Archbishop and Pope blame secularists for their failing faiths

by Terry Sanderson, NSS President, 25 April 2008
1. The Archbishop.
"The Secularists" (that's you and me and anyone else who doesn't trust religion to behave properly when it gains any kind of power) have been given a new adjective to go before their name. We're familiar with the "militant" secularists, "fundamentalist" secularists and "extremist" secularists tags, but the Archbishop of Canterbury has decided that he will call us "principled secularists". We are the people he seems to fear most, the ones who he claimed in a speech last week, are staging an organised assault on all religion.

Rowan Williams was talking about the drift away from the churches and the increasing embrace instead of an undefined

"spirituality" – a sort of internalised and private connection with all those things you can't buy with your credit card.
But, naturally, being the cheerleader for organised religion, the Archbishop doesn't think that this is necessarily the answer.
He still thinks organised religion is the best way to make the world work as a unified whole, rather than tribal parts. History doesn't support him in that, but hey, the man's got a living to earn.

However, what is clear from the speech is that the Archbishop doesn't really know what secularism means.

He thinks secularism means attacking the core doctrines of religion and trying to destroy them (a la Richard Dawkins and Christopher Hitchens). But I think secularism means simply persuading religious people that their beliefs are a private matter and that they must not be permitted to dictate policy in the spaces that we all have to share.

I have no problem with religious people holding whatever strange and fantastical beliefs they want – so long as they keep them inside their heads or in their homes or places of worship. Once they leave those places, and believers reach the conclusion that everyone must share their faith, that's when the problems begin.

That is why I think the growth of personal spirituality is a good thing, and should be encouraged.

When people say they are "spiritual but not religious" what do they mean? I don't know, and I'll wager they don't, either. But their vague ideas of "spirituality" are unlikely to harm anyone. If it just means that they will do their best to behave in ways that do not harm or disadvantage others, then what more could one ask?

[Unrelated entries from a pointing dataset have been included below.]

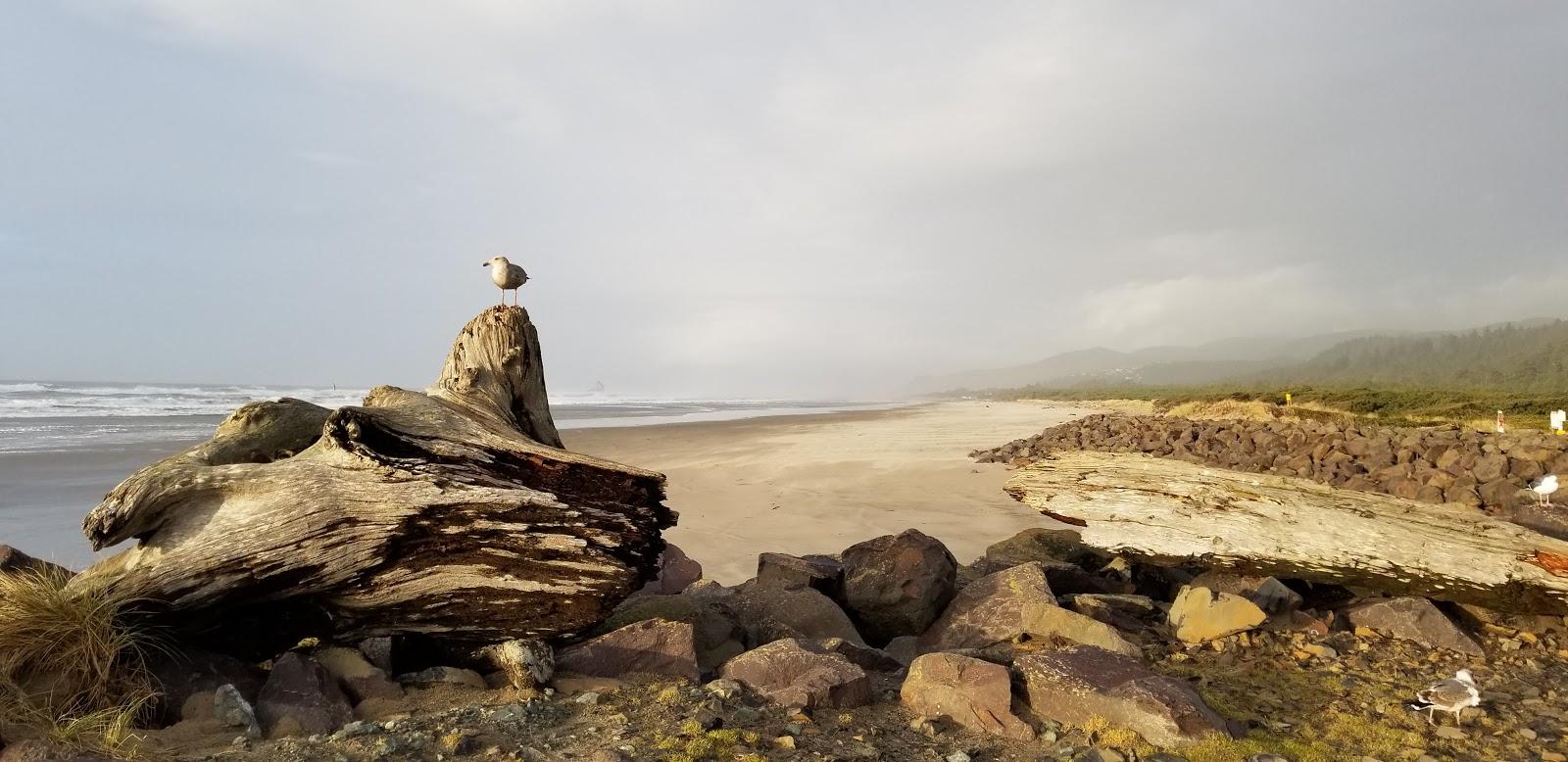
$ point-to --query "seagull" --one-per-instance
(1454, 694)
(1544, 488)
(507, 276)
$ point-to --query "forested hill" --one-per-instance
(1525, 357)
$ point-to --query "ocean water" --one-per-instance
(44, 416)
(65, 444)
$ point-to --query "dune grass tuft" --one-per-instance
(71, 668)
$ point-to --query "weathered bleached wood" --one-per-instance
(449, 513)
(1173, 511)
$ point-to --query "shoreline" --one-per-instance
(820, 483)
(786, 482)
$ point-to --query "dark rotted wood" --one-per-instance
(451, 513)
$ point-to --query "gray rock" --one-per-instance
(776, 613)
(972, 693)
(1415, 620)
(791, 673)
(1082, 683)
(302, 698)
(676, 573)
(231, 710)
(713, 623)
(444, 675)
(651, 646)
(820, 573)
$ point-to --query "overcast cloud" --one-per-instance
(797, 198)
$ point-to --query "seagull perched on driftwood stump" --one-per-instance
(507, 276)
(1454, 694)
(1544, 488)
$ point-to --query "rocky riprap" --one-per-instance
(1439, 464)
(1121, 662)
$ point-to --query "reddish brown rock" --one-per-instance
(192, 671)
(717, 629)
(302, 698)
(676, 573)
(990, 610)
(651, 646)
(1415, 620)
(794, 675)
(1084, 683)
(866, 657)
(776, 613)
(969, 691)
(898, 584)
(1060, 626)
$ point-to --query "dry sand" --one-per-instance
(819, 483)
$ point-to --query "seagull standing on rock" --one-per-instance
(1544, 488)
(1454, 694)
(507, 276)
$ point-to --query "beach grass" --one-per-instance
(73, 668)
(1402, 406)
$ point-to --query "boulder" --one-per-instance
(357, 675)
(715, 628)
(796, 675)
(187, 673)
(1200, 615)
(380, 651)
(969, 691)
(1125, 612)
(898, 584)
(864, 657)
(1084, 683)
(1058, 626)
(904, 647)
(1045, 545)
(231, 710)
(776, 613)
(444, 676)
(13, 560)
(1266, 593)
(990, 610)
(651, 646)
(302, 698)
(1415, 620)
(676, 573)
(820, 573)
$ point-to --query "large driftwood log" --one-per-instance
(1173, 511)
(449, 513)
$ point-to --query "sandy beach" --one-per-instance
(819, 483)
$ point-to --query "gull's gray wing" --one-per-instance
(1446, 693)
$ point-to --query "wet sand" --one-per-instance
(819, 483)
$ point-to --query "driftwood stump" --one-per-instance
(451, 513)
(1173, 511)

Let's all be "spiritual not religious". It could save the world.

2: The Pope.
The Pope, too, is very worried about secularism. He gave a very similar speech to that of Rowan Williams during the papal trip to New York last week. He told 250 Christian "faith leaders" about the

dangers inherent in "the rise of 'individualism' in the modern world". Mr Ratzinger said that "rapid changes resulting from globalisation" threatened their collective faith. "Also of grave concern is the spread of a secularist ideology that undermines or even rejects transcendent truth,"
he said.

What can Mr Ratzinger have thought, then, of the speech before his appearance at the United Nations by the UN General Secretary Ban Ki-moon, who declared

"The UN is a secular organisation, with six official languages but no official religion. We do not have a chapel, but a room for meditation".

Let us hope it can be kept that way. But the invitation of religious leaders to give contentious speeches which cannot be challenged or questioned does not bode well for claims of a secular ethos at the UN. Every religion in the world is represented there, so how come the representative of only one denomination of one of them is given this privilege?